Leichnam deutscher Guerillakämpferin Andrea Wolf im Massengrab von Çatak

Andrea Wolf war eine Menschenrechtsaktivistin und Soziologin. Um über das Leben der Guerilleros zu schreiben, beteiligte sie sich Ende der 90er Jahre bei der PKK. Bei einer militärischen Auseinandersetzung ist sie unbewaffnet in die Hände des türkischen Militärs geraten und wurde umgebracht.

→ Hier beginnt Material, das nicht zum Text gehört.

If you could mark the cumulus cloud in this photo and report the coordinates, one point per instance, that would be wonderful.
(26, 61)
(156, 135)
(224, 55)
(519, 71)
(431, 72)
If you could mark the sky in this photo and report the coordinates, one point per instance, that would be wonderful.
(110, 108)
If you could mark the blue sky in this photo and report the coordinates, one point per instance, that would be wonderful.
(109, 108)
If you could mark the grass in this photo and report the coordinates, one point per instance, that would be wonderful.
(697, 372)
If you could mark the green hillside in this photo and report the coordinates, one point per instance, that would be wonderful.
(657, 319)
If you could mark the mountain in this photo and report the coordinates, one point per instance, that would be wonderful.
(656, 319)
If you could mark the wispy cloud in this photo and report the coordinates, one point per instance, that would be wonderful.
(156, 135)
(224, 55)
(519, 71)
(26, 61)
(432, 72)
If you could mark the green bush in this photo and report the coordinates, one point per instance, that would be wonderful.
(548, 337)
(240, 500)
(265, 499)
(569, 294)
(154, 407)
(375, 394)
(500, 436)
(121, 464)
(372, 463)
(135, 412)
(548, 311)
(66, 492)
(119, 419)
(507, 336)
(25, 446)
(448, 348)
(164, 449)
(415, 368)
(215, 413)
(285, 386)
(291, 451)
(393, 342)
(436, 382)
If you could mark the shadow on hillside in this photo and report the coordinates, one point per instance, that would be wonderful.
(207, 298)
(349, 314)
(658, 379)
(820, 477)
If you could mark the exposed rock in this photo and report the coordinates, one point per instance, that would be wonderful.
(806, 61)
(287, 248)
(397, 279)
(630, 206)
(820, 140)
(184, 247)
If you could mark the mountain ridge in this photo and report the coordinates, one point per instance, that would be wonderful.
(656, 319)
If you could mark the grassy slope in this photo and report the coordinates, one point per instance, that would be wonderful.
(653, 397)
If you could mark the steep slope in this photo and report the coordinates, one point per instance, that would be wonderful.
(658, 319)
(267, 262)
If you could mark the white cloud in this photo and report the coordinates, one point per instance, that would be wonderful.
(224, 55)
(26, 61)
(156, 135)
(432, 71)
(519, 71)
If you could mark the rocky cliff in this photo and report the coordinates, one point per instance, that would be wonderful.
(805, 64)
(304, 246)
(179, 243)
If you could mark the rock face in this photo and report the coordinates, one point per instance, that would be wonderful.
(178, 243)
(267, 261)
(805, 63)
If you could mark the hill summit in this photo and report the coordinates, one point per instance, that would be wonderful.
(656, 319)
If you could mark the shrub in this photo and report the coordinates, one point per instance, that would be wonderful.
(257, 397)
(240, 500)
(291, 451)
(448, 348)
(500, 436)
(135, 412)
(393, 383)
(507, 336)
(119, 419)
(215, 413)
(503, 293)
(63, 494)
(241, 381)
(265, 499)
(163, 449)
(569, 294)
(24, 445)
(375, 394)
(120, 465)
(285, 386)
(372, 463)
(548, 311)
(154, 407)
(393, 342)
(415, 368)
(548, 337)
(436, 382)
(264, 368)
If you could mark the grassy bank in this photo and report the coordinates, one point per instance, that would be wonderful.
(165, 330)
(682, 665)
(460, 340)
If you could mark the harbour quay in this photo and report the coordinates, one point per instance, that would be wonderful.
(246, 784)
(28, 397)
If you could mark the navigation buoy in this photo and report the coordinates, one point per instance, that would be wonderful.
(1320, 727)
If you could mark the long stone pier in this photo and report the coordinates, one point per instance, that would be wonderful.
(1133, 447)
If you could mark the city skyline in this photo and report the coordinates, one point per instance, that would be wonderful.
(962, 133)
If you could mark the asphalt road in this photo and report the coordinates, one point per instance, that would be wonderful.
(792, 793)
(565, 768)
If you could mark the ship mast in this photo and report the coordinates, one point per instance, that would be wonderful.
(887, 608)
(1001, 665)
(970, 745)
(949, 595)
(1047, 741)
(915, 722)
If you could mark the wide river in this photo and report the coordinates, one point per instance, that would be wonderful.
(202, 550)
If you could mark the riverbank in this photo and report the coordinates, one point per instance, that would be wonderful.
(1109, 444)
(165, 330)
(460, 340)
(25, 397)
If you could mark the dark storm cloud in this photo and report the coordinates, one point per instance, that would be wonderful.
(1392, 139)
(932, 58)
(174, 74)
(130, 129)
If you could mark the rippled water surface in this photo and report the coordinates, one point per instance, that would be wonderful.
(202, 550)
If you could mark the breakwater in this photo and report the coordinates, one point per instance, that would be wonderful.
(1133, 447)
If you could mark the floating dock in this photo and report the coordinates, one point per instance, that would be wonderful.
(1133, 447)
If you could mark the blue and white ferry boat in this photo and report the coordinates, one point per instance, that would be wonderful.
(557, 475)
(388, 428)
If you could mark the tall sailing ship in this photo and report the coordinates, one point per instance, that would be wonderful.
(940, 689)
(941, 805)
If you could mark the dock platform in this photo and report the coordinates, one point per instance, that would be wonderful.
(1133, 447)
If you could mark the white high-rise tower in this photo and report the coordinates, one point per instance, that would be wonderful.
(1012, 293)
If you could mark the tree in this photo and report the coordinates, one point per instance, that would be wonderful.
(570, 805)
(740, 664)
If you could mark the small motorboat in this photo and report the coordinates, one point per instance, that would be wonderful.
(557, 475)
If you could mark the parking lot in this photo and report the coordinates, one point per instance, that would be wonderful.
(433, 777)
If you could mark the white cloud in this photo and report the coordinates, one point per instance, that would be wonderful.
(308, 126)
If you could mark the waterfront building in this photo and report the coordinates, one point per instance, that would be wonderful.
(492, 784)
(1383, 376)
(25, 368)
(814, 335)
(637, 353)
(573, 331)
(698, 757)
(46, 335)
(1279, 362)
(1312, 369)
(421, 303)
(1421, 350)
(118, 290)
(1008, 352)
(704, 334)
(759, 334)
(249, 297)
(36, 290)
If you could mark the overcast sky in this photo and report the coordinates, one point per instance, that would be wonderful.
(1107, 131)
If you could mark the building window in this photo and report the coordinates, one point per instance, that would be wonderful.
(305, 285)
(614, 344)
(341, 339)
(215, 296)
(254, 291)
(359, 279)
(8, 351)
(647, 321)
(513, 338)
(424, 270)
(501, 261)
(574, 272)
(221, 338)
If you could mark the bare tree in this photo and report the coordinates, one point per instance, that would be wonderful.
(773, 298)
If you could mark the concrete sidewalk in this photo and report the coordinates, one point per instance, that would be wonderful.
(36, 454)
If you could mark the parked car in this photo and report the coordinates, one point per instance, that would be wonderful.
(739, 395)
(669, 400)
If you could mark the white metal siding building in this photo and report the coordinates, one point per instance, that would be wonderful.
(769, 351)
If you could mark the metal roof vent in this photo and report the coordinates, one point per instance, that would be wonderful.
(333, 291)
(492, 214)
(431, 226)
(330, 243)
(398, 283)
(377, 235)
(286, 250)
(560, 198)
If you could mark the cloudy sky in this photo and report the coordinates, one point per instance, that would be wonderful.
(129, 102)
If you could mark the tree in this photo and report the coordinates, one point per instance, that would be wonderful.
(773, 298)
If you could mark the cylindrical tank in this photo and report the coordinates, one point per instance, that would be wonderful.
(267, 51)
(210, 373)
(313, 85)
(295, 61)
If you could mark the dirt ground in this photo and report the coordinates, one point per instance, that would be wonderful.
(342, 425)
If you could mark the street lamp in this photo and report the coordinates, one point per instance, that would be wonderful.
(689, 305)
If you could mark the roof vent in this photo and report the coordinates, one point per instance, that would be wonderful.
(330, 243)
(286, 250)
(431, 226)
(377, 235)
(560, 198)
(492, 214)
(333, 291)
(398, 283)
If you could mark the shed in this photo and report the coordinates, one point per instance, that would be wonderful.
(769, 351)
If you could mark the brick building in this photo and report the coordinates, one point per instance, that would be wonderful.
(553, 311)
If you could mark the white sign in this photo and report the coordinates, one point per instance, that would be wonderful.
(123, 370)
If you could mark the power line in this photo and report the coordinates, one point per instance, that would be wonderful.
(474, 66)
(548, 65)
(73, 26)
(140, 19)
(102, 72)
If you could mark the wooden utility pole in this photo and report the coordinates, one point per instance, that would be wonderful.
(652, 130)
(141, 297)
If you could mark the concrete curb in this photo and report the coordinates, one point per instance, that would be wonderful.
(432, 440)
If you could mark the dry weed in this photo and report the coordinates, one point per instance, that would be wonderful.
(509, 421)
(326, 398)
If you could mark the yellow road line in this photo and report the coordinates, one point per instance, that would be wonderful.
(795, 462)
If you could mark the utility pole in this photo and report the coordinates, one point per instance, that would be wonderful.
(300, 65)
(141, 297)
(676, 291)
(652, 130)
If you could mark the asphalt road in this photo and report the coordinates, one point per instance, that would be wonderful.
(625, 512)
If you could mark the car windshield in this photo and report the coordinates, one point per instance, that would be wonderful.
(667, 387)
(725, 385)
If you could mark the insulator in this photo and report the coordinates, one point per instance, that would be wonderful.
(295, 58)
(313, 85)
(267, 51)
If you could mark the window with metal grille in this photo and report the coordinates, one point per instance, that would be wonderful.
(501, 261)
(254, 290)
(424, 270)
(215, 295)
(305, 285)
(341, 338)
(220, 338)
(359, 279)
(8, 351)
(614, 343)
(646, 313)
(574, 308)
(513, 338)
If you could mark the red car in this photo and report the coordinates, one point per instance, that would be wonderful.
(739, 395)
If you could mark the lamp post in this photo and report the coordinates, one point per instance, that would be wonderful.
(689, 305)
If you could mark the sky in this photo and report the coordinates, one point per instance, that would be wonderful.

Bei der anschließenden diplomatischen Krise mit Deutschland, gab die Türkei an, über keinerlei Informationen bezüglich des Zwischenfalls zu verfügen. Man versuchte den Mord an Andrea Wolf zu verheimlichen und gab noch nicht einmal den Ort ihres Grabes bekannt. Die Spuren Andrea Wolfs führten allerdings nach Çatak, einer Provinz in Wan, zu einem Massengrab, in welchen 41 Leichname ausfindig gemacht wurden. In den Archiven der PKK gibt es Zeugenberichte sowohl von überlebenden PKKlern, die ebenfalls an dieser militärischen Auseinandersetzung beteiligt waren, als auch von vor Ort ansässigen Dörflern, die berichten, wie Andrea Wolf ermordet worden ist.

Trotz großer Bemühungen der Anwältin Eren Keskin und weiterer deutscher Anwälte beharrte der türkische Staat darauf, dass Andrea Wolf an dieser militärischen Auseinandersetzung nicht beteiligt war. Die berüchtigten Militärgerichte (DGM), das Innenministerium, das Verteidigungsministerium und die Militärkommandantur gaben sich große Mühe den Vorfall zu vertuschen. Allerdings nahm sich später der Europäische Gerichtshof für Menschenrechte des Falles an und verurteilte die Türkei zu einer hohen Entschädigungsstrafe.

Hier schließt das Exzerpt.